By Ben Nitkin on
For a while now, I've been interested in making a camper trailer. Something hard-sided for winter camping, but lots of ventilation for summer. It'd have to be light enough to tow - under 1000 pounds or so, and cheap enough to build without worrying about expenses.
Now that I have a job and a workshop, I can! It's kinda exciting.
I browsed through Teardrops & Tiny Travel Trailers quite a bit for inspiration before settling on a final design. The design I settled on is a clamshell, a little like those old VW camper-busses. The entire roof opens up, and can be either screened or canvassed in, depending on weather (the miracle of velcro). In the back, a set of double-doors open to a small galley (about 14" deep), enough for basic food preparation and a campstove. Forward of that, the cabin will house a full-size mattress, a little storage, and not much else. One door on each side opens to provide access to the sleeping area (each around 30x30").
I looked into integrated sinks and cooktops and the like, but they all added cost and limited options. By starting with a no-frills camper, I have room to customize it to suit me as time goes on.
This past winter, I spent a while making plans - I'll probably write about that some other time. This past week, I started framing the thing, and that's way more fun. It's framed like a house, more or less. I'm using 2x2 for studs, instead of the normal 2x4 or 2x6, and my spacing is all over the place - 15" in the front, and wider on the sides and back.
I'm also using glue and dowels for joinery. With the loads that wind will put on this thing, I'm not confident in nails alone, and the metal brackets usually used for framing are for 2x4's, anyway.
Unlike many of the builds on tnttt.com, I'm building the trailer on its own. Once the exterior is complete and the whole thing is weatherproof, I'll carry it outside and bolt it onto my 5x8' chassis.
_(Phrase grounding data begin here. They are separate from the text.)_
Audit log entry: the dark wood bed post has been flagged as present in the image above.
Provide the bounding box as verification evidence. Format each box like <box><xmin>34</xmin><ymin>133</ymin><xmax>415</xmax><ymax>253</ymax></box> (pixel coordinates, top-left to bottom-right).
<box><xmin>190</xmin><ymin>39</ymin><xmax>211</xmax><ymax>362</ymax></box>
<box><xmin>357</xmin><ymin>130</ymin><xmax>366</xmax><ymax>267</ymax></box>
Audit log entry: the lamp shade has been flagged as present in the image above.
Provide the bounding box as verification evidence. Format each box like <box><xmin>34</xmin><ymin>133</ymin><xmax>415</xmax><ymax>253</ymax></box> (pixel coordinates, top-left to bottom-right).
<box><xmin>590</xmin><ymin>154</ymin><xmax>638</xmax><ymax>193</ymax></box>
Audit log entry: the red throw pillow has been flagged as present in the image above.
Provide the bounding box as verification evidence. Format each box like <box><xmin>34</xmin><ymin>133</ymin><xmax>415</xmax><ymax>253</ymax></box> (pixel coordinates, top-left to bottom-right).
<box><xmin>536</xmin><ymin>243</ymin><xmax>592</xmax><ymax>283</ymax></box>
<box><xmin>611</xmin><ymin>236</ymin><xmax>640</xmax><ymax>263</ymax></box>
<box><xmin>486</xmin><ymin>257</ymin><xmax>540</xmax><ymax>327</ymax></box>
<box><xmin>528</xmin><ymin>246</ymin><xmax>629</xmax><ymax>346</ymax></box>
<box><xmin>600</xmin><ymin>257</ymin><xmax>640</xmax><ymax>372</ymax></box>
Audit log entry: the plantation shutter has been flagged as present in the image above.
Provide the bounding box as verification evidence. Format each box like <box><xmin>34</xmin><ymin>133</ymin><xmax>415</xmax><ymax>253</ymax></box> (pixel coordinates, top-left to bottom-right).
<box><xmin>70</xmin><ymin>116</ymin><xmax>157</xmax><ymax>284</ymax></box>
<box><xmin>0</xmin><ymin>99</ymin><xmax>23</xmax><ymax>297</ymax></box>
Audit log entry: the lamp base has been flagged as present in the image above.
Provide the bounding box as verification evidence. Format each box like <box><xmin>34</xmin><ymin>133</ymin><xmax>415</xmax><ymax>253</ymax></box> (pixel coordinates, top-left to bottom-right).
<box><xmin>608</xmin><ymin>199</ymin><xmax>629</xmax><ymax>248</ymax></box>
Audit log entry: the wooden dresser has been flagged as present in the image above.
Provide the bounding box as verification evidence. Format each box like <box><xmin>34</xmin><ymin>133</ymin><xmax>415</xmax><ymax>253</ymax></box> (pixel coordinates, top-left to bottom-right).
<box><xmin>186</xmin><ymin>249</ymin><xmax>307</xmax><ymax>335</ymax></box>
Building the box off of the trailer keeps things light - I can rotate the entire carcasse to provide easy access to any face. And I don't have to worry about tarping it in bad weather!
I started by making the front and side faces, then joined them with little wood blocks. (The blocks help a lot with structural integrity). The back was last. Two 2x2 beams form the edges of the countertop; a third defines the bottom back edge of the trailer. (The top-back is open to make better use of the articulated roof).
More recently, I added angled pieces to the top of the frame to force rain to drain out, and started skinning the outside with 5mm underlayment plywood. The next step is insulating the walls and starting on the roof!